Fixing a Broken etcd Cluster Member

Sometimes etcd nodes can fail and show scary errors. For example:

the member has been permanently removed from the cluster
data-dir used by this member must be removed
failed to create snapshot directory: permission denied
discovery failed: member has already been bootstrapped

These errors usually mean that the node is broken and cannot join the cluster anymore. In my case, it was a corrupted data disk drive caused the node to fail.

This post is based on an etcd cluster with 3 nodes, running on Oracle Linux, with TLS enabled and data stored in /mnt/etcd.
Failed node is 3.etcd.corp.net, healthy nodes are 1 and 2

First, connect to a healthy etcd node and list cluster members:

etcdctl --endpoints=https://1.etcd.corp.net:2379 \
--cacert=/etc/etcd/ssl/ca.crt \
--cert=/etc/etcd/ssl/server.crt \
--key=/etc/etcd/ssl/server.key \
member list

Find the ID of the broken node, and then remove the bad node from the cluster:

etcdctl --endpoints=https://1.etcd.corp.net:2379 \
--cacert=/etc/etcd/ssl/ca.crt \
--cert=/etc/etcd/ssl/server.crt \
--key=/etc/etcd/ssl/server.key \
member remove <id here>

On the broken node, delete old data (re-check a path!):

rm -rf /mnt/etcd/member

From a healthy node, add the member again:

etcdctl --endpoints=https://1.etcd.corp.net:2379 \
--cacert=/etc/etcd/ssl/ca.crt \
--cert=/etc/etcd/ssl/server.crt \
--key=/etc/etcd/ssl/server.key \
member add 3.etcd.corp.net \
--peer-urls="https://3.etcd.corp.net:2380"

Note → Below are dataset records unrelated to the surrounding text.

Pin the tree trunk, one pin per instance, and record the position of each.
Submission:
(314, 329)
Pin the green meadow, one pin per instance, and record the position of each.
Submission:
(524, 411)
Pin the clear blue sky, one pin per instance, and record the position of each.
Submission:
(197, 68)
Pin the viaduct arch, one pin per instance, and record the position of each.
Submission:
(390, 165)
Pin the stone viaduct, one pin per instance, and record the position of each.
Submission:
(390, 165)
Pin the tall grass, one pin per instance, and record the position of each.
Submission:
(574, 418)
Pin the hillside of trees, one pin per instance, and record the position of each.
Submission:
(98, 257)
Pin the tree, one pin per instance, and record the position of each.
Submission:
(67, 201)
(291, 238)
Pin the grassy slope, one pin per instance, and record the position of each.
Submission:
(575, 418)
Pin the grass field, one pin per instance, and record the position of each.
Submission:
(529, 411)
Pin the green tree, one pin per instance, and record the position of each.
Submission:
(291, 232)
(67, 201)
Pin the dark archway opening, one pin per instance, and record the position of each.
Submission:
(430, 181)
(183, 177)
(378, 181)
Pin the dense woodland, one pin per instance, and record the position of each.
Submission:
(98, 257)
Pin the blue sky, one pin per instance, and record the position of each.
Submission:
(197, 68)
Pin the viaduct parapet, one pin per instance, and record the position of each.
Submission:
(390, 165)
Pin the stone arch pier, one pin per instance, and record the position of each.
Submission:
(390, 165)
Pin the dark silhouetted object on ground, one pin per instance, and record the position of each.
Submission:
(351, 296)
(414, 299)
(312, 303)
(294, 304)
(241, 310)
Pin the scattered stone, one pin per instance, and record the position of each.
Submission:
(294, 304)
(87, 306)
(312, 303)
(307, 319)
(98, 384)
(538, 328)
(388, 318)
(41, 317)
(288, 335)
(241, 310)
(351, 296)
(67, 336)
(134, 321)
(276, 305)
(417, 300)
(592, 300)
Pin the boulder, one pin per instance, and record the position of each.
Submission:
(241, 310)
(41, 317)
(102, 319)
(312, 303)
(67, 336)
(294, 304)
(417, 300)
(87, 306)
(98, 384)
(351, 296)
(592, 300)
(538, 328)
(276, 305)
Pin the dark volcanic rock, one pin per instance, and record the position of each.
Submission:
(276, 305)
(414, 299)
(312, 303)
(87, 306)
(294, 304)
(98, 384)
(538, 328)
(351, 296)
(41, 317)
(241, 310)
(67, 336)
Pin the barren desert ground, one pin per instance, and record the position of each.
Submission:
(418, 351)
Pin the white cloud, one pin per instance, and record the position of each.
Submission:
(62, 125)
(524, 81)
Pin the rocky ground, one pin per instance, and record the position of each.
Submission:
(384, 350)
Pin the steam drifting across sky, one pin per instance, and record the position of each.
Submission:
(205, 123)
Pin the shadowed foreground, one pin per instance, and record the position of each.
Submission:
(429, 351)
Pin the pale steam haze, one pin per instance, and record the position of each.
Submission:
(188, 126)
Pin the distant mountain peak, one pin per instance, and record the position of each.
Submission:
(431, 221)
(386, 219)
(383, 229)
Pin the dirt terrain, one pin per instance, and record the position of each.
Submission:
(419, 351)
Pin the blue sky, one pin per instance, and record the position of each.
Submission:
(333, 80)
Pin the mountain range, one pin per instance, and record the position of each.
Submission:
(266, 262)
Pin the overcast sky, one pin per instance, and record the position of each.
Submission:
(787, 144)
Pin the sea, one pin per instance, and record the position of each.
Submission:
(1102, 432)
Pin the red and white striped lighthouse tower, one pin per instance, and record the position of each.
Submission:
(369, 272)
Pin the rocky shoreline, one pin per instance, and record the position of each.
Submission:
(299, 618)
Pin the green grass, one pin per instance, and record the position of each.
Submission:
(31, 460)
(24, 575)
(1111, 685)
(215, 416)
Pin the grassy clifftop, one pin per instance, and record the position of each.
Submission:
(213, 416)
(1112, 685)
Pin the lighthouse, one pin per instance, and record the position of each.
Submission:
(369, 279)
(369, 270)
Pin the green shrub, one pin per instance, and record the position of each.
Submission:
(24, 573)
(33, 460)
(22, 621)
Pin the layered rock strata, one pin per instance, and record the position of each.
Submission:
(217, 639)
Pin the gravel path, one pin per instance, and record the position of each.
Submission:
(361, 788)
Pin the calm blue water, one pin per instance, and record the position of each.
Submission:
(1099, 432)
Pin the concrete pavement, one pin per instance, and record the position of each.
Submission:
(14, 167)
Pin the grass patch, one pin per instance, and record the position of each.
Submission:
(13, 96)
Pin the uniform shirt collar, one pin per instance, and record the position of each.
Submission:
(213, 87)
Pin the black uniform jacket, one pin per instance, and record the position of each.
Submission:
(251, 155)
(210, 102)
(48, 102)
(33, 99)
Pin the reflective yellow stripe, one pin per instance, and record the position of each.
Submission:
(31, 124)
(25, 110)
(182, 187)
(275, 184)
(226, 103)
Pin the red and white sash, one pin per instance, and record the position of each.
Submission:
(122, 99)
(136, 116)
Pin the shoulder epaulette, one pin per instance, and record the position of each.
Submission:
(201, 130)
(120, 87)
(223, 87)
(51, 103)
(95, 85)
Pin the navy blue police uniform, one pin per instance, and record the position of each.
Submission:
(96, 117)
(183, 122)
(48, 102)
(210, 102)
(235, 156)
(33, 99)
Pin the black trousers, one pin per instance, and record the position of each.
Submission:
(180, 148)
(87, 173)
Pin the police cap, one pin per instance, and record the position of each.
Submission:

A –learner flag can be used as well that adds the node as a learner member, not a full voting member. Then, this node sync data from a leader safely and you can promote it with etcdctl member promote

On the failed node, set these variables:

export ETCD_NAME="3.etcd.corp.net"
export ETCD_INITIAL_CLUSTER="3.etcd.corp.net=https://3.etcd.corp.net:2380,1.etcd.corp.net=https://1.etcd.corp.net:2380,2.etcd.corp.net=https://2.etcd.corp.net:2380"
export ETCD_INITIAL_ADVERTISE_PEER_URLS="https://3.etcd.corp.net:2380"
export ETCD_INITIAL_CLUSTER_STATE="existing"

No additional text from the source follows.